Henry, Shell’s chief financial officer, was tipped as a candidate by Macquarie Capital Europe and RBC Capital Markets to succeed Voser. Marvin Odum, Shell’s U.S. chief, and Andy Brown, head of upstream, may also be contenders.
Voser, 54, will leave the company in the first half of 2014 after five years. Since he took over in July 2009, Shell’s shares in London have risen 46 percent, outperforming most of their peers, as Voser cut costs, sold assets and reversed a seven-year decline in output. He also oversaw the company’s biggest ever investment, a gas-to-liquids plant in Qatar.
“Voser has done quite an admirable job,” said Macquarie’s Jason Gammel. “Shell has a deep bench of high-quality people. It’s normally the kind of company that would promote from within.”
Henry, 51, told journalists today that Shell’s nomination committee will look at both internal and external candidates for a replacement. He declined to comment on whether his name would be considered.
A Cambridge University graduate and British citizen, Henry succeeded Voser as CFO in 2009 after serving as an executive vice-president for finance of the exploration and production division. He started as an engineer in the Stanlow refinery in the U.K. and was in charge of finance for units in Egypt and Asia before becoming head of investor relations in 2001.
The nomination and succession committee is led by Jorma Ollila, the former CEO of mobile phone maker Nokia Oyj who is also the chairman of Shell’s board. Former Deutsche Bank AG CEO Josef Ackermann and Hans Wijers, previously CEO of Europe’s biggest paintmaker Akzo Nobel NV, are also on the committee.
Voser, a Swiss national who started working for Shell in 1982 and was CFO for five years before taking over the top job, said he’s retiring for personal reasons. He is “essentially looking for a lifestyle change,” Henry said. Voser didn’t join the conference call to discuss first quarter earnings, which unexpectedly rose.
Under Voser, Shell outperformed most of its rivals among the world’s biggest five oil companies. The 46 percent gain in the share price compares with a 25 percent increase for Exxon Mobil Corp. and declines for European peers BP Plc and Total SA. Only Chevron Corp. has done better, gaining 82 percent since July 1, 2009, the day Voser started.
When he took over from Jeroen van der Veer, who retired at 61, the company was still recovering from a scandal where it had overstated its reserves, leading to lawsuits from investors and regulators.

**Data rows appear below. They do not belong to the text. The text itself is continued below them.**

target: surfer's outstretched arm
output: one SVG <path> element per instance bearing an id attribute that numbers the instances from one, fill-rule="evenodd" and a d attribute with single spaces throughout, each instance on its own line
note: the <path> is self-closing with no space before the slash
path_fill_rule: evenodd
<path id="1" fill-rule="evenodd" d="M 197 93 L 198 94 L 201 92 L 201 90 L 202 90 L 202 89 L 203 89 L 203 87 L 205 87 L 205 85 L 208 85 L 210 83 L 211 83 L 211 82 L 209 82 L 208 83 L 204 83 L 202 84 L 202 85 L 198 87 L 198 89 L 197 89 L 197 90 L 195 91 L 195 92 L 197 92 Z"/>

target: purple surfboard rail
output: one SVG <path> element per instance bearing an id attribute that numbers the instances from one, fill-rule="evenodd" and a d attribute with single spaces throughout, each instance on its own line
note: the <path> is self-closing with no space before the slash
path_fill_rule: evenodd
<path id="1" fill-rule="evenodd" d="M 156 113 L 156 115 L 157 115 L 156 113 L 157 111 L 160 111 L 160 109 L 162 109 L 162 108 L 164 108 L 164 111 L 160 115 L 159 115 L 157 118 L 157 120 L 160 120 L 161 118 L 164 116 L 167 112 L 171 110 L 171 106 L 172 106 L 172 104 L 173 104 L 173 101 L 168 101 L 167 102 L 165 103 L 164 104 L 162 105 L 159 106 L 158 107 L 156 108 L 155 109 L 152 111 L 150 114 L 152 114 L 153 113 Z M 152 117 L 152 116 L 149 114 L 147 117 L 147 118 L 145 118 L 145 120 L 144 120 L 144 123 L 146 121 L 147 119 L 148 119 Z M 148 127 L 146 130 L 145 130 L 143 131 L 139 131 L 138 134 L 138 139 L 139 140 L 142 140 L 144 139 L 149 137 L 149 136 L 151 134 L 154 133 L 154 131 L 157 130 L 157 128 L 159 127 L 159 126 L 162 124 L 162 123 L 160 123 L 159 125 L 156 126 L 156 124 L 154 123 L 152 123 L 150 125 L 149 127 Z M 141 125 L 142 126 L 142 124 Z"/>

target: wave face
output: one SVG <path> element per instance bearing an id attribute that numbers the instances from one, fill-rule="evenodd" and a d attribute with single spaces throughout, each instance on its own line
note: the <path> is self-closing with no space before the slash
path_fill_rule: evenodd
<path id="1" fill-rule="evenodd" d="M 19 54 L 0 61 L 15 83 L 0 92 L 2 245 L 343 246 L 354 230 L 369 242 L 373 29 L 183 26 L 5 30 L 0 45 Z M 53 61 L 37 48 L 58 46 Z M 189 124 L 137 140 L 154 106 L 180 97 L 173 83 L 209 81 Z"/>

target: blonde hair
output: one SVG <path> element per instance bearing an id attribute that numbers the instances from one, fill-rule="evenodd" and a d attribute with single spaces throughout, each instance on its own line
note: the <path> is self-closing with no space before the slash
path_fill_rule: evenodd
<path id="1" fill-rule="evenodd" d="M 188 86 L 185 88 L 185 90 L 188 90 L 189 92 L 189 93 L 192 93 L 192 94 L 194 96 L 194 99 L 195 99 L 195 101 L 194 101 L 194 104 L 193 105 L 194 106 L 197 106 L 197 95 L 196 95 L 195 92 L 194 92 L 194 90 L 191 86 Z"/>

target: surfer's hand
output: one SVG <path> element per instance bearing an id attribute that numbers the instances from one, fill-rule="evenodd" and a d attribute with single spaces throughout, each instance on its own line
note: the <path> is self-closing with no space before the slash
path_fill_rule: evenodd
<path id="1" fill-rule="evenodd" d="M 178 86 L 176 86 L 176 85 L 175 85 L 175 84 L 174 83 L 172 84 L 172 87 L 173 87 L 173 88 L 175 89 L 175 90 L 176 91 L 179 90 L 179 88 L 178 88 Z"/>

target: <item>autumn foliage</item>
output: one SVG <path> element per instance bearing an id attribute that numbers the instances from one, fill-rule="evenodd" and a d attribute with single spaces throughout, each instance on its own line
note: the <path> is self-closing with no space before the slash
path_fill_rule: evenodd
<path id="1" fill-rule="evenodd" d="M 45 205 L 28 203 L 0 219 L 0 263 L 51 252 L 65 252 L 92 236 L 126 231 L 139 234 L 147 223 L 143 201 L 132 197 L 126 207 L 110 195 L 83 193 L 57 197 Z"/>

Profitable investments such as the $19 billion Pearl gas- to-liquids plant in Qatar have bolstered returns at Shell. The company raised its dividend for the first time since 2009 last year and raised it again for the first quarter. It plans to raise volumes to about 4 million barrels of oil equivalent a day as early as 2017.
“Voser has been very good at providing processes for the company,” said RBC’s Peter Hutton. “I’m sure the succession process will be equally well-organized.”